Ces arguments ne plaisaient guère, mais ils étaient dictés par une expérience que Bugeaud ne pouvait récuser. Il se renseignait de toutes mains, sur des rapports de spécialistes des affaires indigènes ; mais, selon un usage traditionnel, beaucoup de ces rapports reflétaient le sentiment connu ou deviné de leur destinataire. Il questionnait par interprète les auxiliaires des colonnes et les notables des tribus ; mais ces interlocuteurs, en présence du chef suprême et tout-puissant, ne livraient de leur pensée que ce qui ne pouvait leur nuire. Cavaignac, au contraire, familiarisé avec la langue arabe, estimé pour son caractère, comme pour sa justice et sa générosité, moins éloigné des confidences par son grade et son genre de vie, obtenait plus de franchise dans les entretiens où il s'attardait dans les bivouacs ou les diffas. Il avait un contact plus immédiat et moins irrégulier avec les populations qu'il administrait, dont il étudiait avec curiosité les usages, les désirs et les griefs. Il était comme le Desaix de l'Algérie, et, comme lui, recevait les preuves directes d'un loyalisme confiant, que les Européens superficiels ou prévenus croyaient impossible de susciter. Quand un caïd récemment nommé lui disait, à propos d'un ancien chef indigène : Fais bien tout ce que tu pourras pour l'empêcher de devenir aga. Nous autres, nous n'allons pas à l'épaisseur de ta pantoufle, quant à lui, il irait au-dessus de ta tête. Il faut bien que nous obéissions puisque c'est toi qui nous fais obéir par les autres ; quant à ces gens-là, ils ne craignent rien, ce caïd était sincère. Il ne satisfaisait pas seulement une vieille rancune ; il traduisait le sentiment des meskines foulés et pressurés par les seigneurs des grandes tentes, qui acceptaient par intérêt le nouveau régime auquel n'acquiesçait pas leur cœur, mais qu'ils soutiendraient de tout leur courage pour empêcher le retour de leurs misères. Aussi Cavaignac pouvait-il proposer cette conclusion dans son mémoire de mars 1844 : Les premiers nous donneront de l'embarras ; il faudra les surveiller, mais il y aura du progrès dans le pays. Avec les autres, nous aurons plus de calme apparent, moins de détails, tout ce qu'il faut pour endormir notre vigilance, mais point de progrès réels. Ce serait labourer sur un sol de marbre et, au bout de tout cela, la révolte à la voix du premier ambitieux qui voudra la provoquer. Au Maroc de telles remarques sont encore d'actualité.

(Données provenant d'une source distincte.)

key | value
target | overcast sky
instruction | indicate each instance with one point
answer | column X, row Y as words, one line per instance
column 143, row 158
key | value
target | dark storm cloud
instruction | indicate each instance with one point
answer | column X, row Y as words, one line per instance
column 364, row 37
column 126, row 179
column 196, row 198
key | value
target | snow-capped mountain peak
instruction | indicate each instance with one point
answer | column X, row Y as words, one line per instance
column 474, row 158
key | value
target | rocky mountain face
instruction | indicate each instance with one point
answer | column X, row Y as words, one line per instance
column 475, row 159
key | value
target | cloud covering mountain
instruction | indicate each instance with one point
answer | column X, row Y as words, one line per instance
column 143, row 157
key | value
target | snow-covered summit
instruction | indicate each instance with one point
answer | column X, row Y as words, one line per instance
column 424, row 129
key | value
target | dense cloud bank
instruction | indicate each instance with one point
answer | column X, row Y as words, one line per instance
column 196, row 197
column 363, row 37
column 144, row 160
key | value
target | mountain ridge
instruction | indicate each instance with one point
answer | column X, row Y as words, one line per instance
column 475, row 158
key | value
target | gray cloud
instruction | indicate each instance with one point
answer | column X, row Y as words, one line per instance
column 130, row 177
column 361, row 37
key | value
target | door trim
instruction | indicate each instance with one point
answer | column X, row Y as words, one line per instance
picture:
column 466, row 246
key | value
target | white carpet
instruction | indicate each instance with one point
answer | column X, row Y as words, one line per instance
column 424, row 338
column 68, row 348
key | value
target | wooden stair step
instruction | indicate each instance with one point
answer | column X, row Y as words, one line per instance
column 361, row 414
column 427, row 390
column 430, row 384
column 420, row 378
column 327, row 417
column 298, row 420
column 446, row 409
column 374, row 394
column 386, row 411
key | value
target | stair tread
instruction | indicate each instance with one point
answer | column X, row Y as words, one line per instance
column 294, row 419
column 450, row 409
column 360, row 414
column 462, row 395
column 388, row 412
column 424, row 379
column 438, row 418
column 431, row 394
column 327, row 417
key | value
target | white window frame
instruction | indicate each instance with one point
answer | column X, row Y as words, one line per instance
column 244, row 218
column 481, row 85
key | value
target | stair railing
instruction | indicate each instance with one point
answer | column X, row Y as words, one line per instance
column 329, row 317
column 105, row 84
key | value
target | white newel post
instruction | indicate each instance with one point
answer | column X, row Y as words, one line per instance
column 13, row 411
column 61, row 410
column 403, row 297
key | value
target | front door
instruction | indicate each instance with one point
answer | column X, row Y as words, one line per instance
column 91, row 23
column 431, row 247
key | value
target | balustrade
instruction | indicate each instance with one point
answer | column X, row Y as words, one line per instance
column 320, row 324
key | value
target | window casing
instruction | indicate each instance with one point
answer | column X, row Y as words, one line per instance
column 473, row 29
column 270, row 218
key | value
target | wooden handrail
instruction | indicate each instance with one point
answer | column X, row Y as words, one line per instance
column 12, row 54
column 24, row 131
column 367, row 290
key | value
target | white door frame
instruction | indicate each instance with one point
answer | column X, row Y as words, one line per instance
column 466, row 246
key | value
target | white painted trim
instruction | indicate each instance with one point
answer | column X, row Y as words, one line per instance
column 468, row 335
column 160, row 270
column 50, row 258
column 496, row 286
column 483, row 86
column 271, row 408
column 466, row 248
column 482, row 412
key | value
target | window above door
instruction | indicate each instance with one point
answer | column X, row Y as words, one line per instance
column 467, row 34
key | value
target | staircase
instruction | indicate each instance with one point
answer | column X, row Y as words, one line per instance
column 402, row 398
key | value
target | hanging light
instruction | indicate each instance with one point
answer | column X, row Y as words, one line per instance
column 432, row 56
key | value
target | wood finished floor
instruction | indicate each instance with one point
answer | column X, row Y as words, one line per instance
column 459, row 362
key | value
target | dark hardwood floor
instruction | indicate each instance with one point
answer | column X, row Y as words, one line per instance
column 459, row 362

En somme, l'administration directe, avec la rigide justice et la protection efficace qu'elle représentait, était selon lui, celle qui convenait le mieux aux indigènes. Pour les amener à s'y soumettre, nous avons vu qu'il avait la force persuasive, tout en réprouvant l'usage d'inutiles rigueurs. Razzias, incendies, n'étaient que des procédés barbares, qu'il employait à regret pour abattre les résistances et châtier les trahisons, et aussi pour récompenser ou dédommager par son butin les fidélités persévérantes. Côte à côte avec les tribus, mais sans mélange avec elles, des colons européens pourraient s'installer sur les terres qu'une sage révision des titres de propriété rendrait disponibles pour les étrangers. Il croit que les deux races pourront vivre en paix, chacune selon ses traditions et ses aptitudes, et que le temps qui arrange tout leur donnera des intérêts communs. L'espace ne manque pas pour les pasteurs nomades et les cultivateurs sédentaires, à condition qu'une prudence avertie ne dépossède pas les autochtones au profit des immigrants. S'il n'a pas eu l'occasion, presque toute sa carrière administrative s'étant développée dans la province d'Oran, de juger par leurs résultats les systèmes divers de colonisation que Bugeaud essayait envers et contre tous dans la province d'Alger avec la Légion, les villages militaires arabes ou européens, les camps agricoles, la colonisation pénale, il s'est inquiété des tendances de Lamoricière à refouler les indigènes, selon un plan qui semblait par son contraste avec les essais fragmentaires de Bugeaud, avoir les faveurs du Gouvernement.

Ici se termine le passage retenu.